(Click on image to enlarge)
9th October 2011: I am definitely a winter person, and I am now eager to switch to my winter mode, but it’s too warm at the moment. This doesn’t mean to say that I won’t be looking forward to spring when the time arrives. I look forward to all the seasons. The marsh squirrels seem a little confused by the current warm weather, too. Walking along the large pipes from the water works this afternoon, I was surprised at the number of squirrels busily harvesting acorns and berries. There were dozens of them; the bushes and trees were alive with squirrels – quite spooky! I would describe the squirrel activity as frantic. I wonder if they know something that I don’t. The media are predicting snow and -20 0C temperatures for the end of the month: maybe the squirrels are expecting it too. They were aggressively screeching and running at me, daring me to cross an imaginary line. It was only a few weeks ago that I was wondering why there were so few squirrels about. Perhaps they were taking things easy in our Indian summer conditions, and now it has suddenly dawned on them just how late in the year it really is.

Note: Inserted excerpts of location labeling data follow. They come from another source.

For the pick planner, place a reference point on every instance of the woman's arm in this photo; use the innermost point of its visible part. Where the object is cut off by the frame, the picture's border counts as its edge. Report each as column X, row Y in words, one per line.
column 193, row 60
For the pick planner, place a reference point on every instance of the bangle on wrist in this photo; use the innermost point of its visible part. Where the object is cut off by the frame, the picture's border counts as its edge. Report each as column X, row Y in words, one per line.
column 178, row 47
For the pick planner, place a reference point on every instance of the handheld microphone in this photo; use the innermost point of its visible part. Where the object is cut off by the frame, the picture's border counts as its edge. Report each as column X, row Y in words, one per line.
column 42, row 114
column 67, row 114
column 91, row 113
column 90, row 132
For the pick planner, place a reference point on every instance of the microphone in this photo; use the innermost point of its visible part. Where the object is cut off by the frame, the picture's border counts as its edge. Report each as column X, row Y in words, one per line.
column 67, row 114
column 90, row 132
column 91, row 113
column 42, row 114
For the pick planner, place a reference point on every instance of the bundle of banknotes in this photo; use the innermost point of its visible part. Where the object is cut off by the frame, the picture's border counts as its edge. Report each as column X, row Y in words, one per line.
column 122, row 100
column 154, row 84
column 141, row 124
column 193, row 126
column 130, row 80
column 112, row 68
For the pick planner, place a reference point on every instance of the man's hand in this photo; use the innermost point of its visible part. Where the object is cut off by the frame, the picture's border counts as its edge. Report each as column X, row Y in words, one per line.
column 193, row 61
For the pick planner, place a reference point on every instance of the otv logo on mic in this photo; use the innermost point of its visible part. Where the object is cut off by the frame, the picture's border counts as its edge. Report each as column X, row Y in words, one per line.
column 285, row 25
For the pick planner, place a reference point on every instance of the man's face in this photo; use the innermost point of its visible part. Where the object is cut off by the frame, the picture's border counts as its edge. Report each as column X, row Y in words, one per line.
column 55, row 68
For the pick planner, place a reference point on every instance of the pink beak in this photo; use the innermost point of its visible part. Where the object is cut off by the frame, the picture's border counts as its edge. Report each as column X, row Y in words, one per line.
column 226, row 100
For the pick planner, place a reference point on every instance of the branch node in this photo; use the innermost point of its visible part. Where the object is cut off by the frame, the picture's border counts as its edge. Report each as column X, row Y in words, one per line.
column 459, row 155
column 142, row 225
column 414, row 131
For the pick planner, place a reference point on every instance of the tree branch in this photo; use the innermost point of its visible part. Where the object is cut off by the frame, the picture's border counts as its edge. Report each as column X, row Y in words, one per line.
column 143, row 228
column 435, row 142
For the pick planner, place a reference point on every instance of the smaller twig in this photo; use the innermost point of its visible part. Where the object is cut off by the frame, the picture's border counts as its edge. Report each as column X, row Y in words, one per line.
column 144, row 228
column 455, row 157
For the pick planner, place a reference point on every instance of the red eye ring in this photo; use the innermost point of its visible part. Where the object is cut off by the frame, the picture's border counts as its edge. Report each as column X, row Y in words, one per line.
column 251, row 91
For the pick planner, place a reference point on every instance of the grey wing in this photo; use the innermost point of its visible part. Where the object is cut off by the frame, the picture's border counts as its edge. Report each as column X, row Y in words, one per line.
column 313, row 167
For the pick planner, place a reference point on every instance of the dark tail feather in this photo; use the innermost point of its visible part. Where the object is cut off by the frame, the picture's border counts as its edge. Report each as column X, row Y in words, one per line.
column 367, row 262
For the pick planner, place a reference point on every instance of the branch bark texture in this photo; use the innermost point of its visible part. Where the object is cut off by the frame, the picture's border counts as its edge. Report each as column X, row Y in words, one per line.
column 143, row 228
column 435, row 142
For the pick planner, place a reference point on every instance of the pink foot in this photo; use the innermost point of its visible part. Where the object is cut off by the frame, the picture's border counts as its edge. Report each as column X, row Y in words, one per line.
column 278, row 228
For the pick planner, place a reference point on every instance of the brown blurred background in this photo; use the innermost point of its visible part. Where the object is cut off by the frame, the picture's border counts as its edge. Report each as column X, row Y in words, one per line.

I have removed my remote cameras from the marsh for their twice yearly maintenance: new batteries and a clean-up. Leaving them in their summer positions for too long could result in my finding them submerged as the water table rises.
I heard muntjac barking from the swamp, and the green woodpecker has taken to following me again. He waits in the trees on the east side of North Pond and then chases me down to the tenant farmer’s field gate. I walked further down the river to the south weir. The sun was setting as I made my way back through the field alongside the tenant farmer’s field, and the green woodpecker was waiting; he screamed at me all the way through the corridor.
A gang of eight magpies were pecking at mushrooms, as I walked across the north pasture, and there were quite a few mallards on the river. If you want to see animals on the marsh, you need to be able to read the signs. If you hear a pheasant panicking and magpies fussing, and if you see the flashing white tails of rabbits in the distance, there is a good chance that a fox is somewhere over in that direction. If you stand still and watch the general area where the rabbits had been, there is a fair chance that you will see the fox before too long. If you don’t understand the marsh sounds, or are not prepared to wait and watch, the chances are that you will see very little wildlife.
At 7 pm, the marsh was cooler and more comfortable. Most of the light had gone. Critters were moving about in the thick undergrowth on the island side of the river, probably a munjac or badger wanting to get a drink. I had seen a couple of owls on the south marsh this afternoon, and others were hooting in the wood behind me. I like being on the marsh in the darkness, particularly when the owls are hooting; a large bright moon and a clear sky are a real bonus, too.It is really peaceful sitting on a low branch, by the river, listening to the marsh sounds. I remember sitting in this same place when we had that really cold weather earlier in the year. I remember a large bright moon and a sky full of stars and the frozen grass and leaves crackling under foot; yes, this takes some beating.
To get sufficient benefit from this night-time nature watching malarkey, a decent night scope is a necessary gadget. I have a digital scope. Animal and human eyes show up like car head lights. With its five times magnification and +1000 feet range, it’s ideal for scanning large areas of total darkness; it has an infra-red light source for short distance work and a built-in IR spotlight for long distance spotting.
I have a favourite spot at the north end of the corridor, under a small patch of trees, where I like can sit on frosty moon lit nights. This position allows me to watch the river and the corridor without spooking the animals. I have seen a lot of wildlife from this spot, and it is far enough from the roads to give a feeling of isolation.
Earlier this week, when walking through Hoo Wood, I heard a pheasant panicking down in the lagoon field. I located him through my binoculars almost immediately. I scanned the area to his front and saw a fox standing quietly staring at the pheasant, but there was nothing threatening in its stance. The pheasant was obviously not at all happy to have the beady eyes of a fox bearing down on him, and he was vigorously voicing his discomfort. The fox was far enough away to allow the bird to feel confident about holding his ground until forced to flee. I scanned the area to the rear of the pheasant and saw a second fox creeping slowly forward, low to the ground. The pheasant’s attention was so fixated on the first fox, and he was making such a row, that the second fox was able to quickly close in on him without being noticed. As if to maintain the pheasant’s full attention, first fox began to move to its left. The bird reacted by making even more noise and shifting its weight from one leg to another – getting ready to make a break for it, I expect. The second fox’s pace quickened, and before I could mutter ‘He’s behind you,’ the pheasant was safely in foxy’s mouth. The only place I could have witnessed this event developing, was from high-up in Hoo Wood. I was in the right place, at the right time, but this is what happens. I have seen a lot of action on the marsh from my vantage point in Hoo Wood.
At a party last night. I spent some time talking to my cousin, who is a pest controller. He was making a case for exterminating foxes, pigeons and squirrels, because they are ‘vermin.’ I don’t need to say which side I batted for.